Core inflation slows down while consumer spending remains strong

Highlights
  • Core inflation increased by 0.2% in August, down from a 0.3% rise in July.
  • Consumer spending saw a 0.6% rise in August, supported by steady wage growth.
  • Despite concerns over rising prices and labor market risks, consumer purchasing remained strong.
Story

In August 2025, the United States experienced a notable trend in economic indicators, particularly concerning inflation and consumer spending. The Commerce Department reported a 0.3% increase in the personal-consumption-expenditures price index compared to the previous month, marking a rise from July’s 0.2% gain. Over the past twelve months, the index climbed 2.7%. Excluding volatile food and energy prices, core inflation rose by 0.2%, slightly down from a 0.3% increase seen in July, establishing a year-over-year core index increase of 2.9%. This indicates a relatively stable inflation environment as the Federal Reserve monitors these trends.

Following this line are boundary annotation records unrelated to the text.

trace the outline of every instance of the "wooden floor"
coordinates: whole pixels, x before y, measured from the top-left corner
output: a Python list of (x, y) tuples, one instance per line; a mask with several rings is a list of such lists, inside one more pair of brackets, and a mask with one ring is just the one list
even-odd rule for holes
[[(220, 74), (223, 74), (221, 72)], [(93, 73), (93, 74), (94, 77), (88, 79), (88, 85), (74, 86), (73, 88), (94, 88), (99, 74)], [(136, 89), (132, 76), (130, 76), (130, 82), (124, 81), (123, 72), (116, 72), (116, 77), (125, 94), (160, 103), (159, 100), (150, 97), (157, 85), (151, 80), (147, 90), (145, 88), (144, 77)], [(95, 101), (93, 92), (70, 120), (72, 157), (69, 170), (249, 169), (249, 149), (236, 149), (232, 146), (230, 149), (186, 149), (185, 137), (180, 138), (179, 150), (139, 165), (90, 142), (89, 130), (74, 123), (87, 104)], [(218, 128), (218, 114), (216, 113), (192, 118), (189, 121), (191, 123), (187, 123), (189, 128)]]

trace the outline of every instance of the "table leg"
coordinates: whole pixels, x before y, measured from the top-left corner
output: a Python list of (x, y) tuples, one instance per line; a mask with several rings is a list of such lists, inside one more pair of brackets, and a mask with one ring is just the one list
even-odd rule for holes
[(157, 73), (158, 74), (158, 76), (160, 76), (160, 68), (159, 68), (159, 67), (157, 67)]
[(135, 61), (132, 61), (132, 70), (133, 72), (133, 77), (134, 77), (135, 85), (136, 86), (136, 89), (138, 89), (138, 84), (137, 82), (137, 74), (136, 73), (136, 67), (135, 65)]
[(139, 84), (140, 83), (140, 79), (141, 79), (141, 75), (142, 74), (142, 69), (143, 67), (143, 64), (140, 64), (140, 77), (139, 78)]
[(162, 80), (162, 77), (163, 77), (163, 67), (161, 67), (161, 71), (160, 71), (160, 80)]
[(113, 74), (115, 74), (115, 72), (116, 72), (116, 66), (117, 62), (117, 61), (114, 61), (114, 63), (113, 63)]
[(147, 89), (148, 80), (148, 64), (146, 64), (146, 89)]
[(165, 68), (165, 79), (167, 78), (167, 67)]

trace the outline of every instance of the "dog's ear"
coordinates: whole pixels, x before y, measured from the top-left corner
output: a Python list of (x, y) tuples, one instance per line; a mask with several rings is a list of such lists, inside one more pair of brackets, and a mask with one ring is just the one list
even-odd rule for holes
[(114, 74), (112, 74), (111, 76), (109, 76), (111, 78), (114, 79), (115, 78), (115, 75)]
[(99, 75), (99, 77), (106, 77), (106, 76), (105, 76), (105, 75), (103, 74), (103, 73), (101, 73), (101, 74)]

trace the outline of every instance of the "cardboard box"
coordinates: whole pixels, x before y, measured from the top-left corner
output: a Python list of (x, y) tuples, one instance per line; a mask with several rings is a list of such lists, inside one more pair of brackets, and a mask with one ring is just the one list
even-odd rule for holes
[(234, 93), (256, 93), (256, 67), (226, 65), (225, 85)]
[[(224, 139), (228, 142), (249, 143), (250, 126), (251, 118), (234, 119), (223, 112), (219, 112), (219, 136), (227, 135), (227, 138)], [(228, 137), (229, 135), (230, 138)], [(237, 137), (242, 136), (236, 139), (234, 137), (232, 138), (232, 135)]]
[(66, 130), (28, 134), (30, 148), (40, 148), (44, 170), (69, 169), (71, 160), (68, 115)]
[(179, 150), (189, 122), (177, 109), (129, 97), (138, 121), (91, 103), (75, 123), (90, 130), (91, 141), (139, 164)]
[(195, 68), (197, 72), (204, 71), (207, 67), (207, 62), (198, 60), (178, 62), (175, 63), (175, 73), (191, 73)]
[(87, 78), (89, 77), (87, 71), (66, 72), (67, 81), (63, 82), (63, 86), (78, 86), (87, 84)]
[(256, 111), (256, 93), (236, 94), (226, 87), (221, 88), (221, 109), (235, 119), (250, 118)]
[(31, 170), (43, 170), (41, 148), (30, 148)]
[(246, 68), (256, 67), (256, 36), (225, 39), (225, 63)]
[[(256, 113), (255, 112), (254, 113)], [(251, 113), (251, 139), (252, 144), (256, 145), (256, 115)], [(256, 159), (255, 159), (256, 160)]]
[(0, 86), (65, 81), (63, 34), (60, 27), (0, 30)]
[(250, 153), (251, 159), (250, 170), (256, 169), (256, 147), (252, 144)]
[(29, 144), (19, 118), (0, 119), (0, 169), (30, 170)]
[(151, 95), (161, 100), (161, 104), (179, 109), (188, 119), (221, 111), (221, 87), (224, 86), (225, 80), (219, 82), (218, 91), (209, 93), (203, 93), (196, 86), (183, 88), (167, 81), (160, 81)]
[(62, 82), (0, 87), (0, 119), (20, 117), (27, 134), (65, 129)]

In addition to inflation trends, consumer spending showed resilience during the same period. The Commerce Department highlighted a 0.6% rise in overall consumer spending for August, further detailed by a 0.4% rise after adjusting for inflation. Real disposable income also indicated a progressive trend, ticking up by 0.1%, continuing a modest rise across two consecutive months. It's noteworthy that despite prevailing anxieties over potential inflation increases, consumer spending remained robust, bolstered by rising wages and relatively low unemployment rates. Market sentiments reflected consumer confidence amidst increasing prices; however, consumer sentiment noted a drop to 55.1, based on a University of Michigan survey, emphasizing that 44% of respondents felt that high prices were impacting their finances negatively. Heightened fears regarding inflation, coupled with apprehensions surrounding the labor market, contributed to this decline in consumer confidence. The report also highlighted that durable goods prices fell for the second straight month, decreasing by 0.1%. Despite this, spending on durable goods remained strong, with a reported 0.9% rise after adjusting for inflation. This spending pattern showed that consumers had not significantly curtailed purchases, even with economic uncertainties stemming from tariffs announced by President Donald Trump. Overall, the interplay of inflation and consumer spending presented a complex economic landscape, demonstrating an ongoing challenge for policymakers as they navigate rising prices against a backdrop of consistent consumer behavior.